Memlekette tarımın iyi yönetilmediğini daha önce bu köşede farklı zamanlarda örneklerle tartışıyoruz. Düzensiz yapılan ithalatlar, artan üretim maliyetleri ekilmeyen arazi miktarını sürekli artırıyor. Çiftçimiz üretimden uzaklaşıyor.
Dün yapılan açıklamada gübre desteklemeleri iki katına çıkarılmış. İnsan söylemeye utanır. Gübre fiyatları torba başına 50 ile 70 lira arasında arttı. Gübre desteği dönüm başına 10 lira artsa ne olacak.
Tarım, diğer bütün sektörlerden farklıdır. Üretim riski en yüksek sektördür. Doğaya bağımlılık çok yüksektir. Doğal afetlerden, yağmurdan, selden, kuraklıktan, dondan, kırağıdan daha fazla etkilenen bir sektör yoktur.
Üretim riski yüksek olan tarım sektörünün stratejik önemi vardır. Bütün ülkelerin insanını doyurmak ve gıda güvenliğini sağlamak birinci derecede öncelikli hedefidir. Gıda güvenliğinin temelinde öz kaynaklarla yapılan üretim yatmaktadır. Eğer öz kaynaklarınız yetmiyorsa, eksikliği duyulan ürünlerin ithalatı için uzun ömürlü anlaşmalar yaparsınız.
Düzensiz yapılan ithalatlar, genellikle üretici elinden çıkan ürünlerin fiyatlarını düşürüyor. Netice itibariyle, üretici para kazanacağı zaman zarar ediyor. Bu gelişmeler üreticiyi işine küstürüyor. Afganlılar olmasa koyun ve keçi sürülerini güdecek bir Allah’ın kulu kalmayacak.

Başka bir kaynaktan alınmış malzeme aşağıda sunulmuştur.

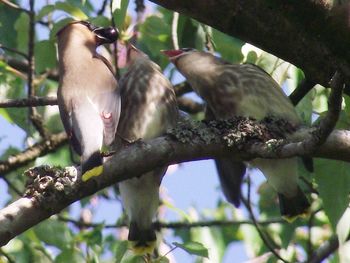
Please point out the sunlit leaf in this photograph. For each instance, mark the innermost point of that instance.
(193, 248)
(72, 10)
(70, 255)
(45, 55)
(47, 9)
(22, 26)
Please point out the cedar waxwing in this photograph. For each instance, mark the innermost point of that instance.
(88, 97)
(246, 90)
(149, 108)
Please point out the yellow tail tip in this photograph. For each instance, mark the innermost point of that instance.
(140, 250)
(96, 171)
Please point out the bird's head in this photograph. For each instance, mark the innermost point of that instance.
(84, 31)
(191, 62)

2018 yılında memlekete 1 milyon canlı dana gelince et ihracatı gündeme gelmişti. Yem fiyatları iki katına çıkarken, süt fiyatları yerinde sayarken üretici ineğini kestirmeye başladı.

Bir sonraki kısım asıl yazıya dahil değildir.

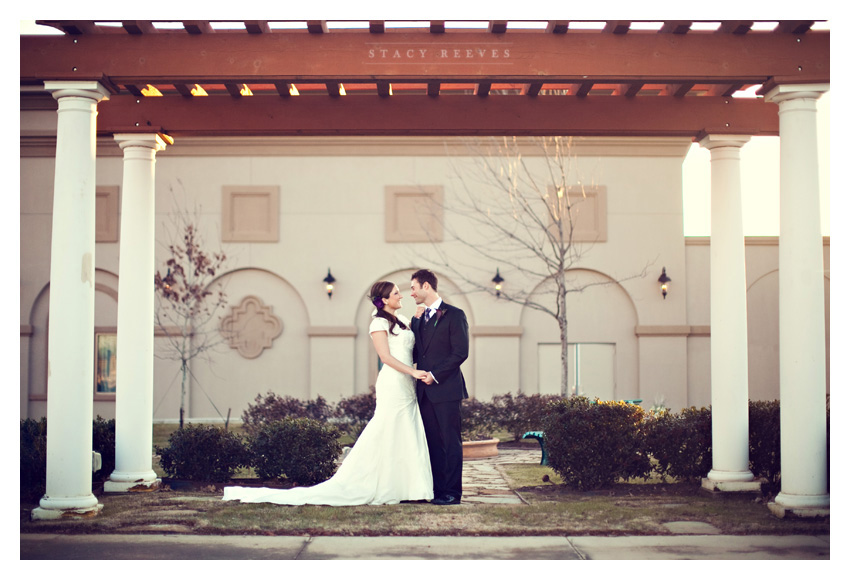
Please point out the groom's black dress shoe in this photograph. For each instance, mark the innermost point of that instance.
(446, 500)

Türkiye üç yıl önce hayvan ithalatında dünya rekoru kırıyordu. Sütten para kazanamayan üretici ineğini kesmeye başlayınca et arzı arttı ve fiyatlar yerinde saydı. Besi yemi fiyatları 110 liranın üzerine çıkıverdi. Üretici kesim için mezbaha aradı, üç ay sonraya gün verdiler. Üreticiyi devlet adeta batırdı.
Yem fiyatları ile hayvan kesim fiyatları nihayet başa baş gelmeye başladı. Halen dana kesim fiyatları 40 TL, kuzu kesim fiyatları ise 58 TL civarında. Elbette satış fiyatları bunların çok üzerinde seyrediyor. Aynı zamanda Ramazanda bu fiyatlar daha da yükselir.

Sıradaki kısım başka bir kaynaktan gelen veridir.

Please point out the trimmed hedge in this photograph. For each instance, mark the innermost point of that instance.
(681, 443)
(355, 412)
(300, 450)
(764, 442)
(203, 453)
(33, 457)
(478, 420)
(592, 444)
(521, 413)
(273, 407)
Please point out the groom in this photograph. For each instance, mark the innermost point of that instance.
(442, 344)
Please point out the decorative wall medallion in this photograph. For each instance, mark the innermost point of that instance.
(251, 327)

Memlekette hayvan varlığı istatistiklere göre epey yüksek. Ancak kesilen hayvan sayısında sakatlıklar görünüyor. 6.5 milyon sağmal inek var ama kesilen büyükbaş hayvan sayısı 3.5 milyon görünüyor. Yine 20 milyon koyun sağan memleket 5 milyon koyun-kuzu kesiyor. Ya sayılar yanlış, ya da başka bir iş var. Neticede et fiyatları kısır döngünün yükselme yerine geldi. Çünkü kesime gelen hayvan sayısında azalma görünüyor.
Bir memlekette üretici sütten para kazanır ise hayvancılığa devam eder. Süt fiyatları et üretiminin sigortasıdır. Eğer üretici iki yıl boyunca yem fiyatları artarken aynı fiyatla süt satıyorsa, hayvanını kesime gönderir. Et fiyatları düşer. Bir yıl sonra kesecek hayvan bulamazsanız.
Türkiye’de küçük aile işletmeleri hayvancılığı ayakta tutmaktadır. Aynı zamanda üretimin istikrarında son derece etkilidir. Yoksa ticari işletmeler zarar ettiği yerde ineğinden danasından vazgeçmektedir.
Et fiyatlarının yükselmesi kaçınılmazdır. Eğer ithalata gidilmezse üretici kazanır. Borçlarını öder. Yoksa üç sene önceki kısır döngü tekrarlanmış olur. Kaldı ki ot, silaj ve besi yemi fiyatları sürekli yükseliyor.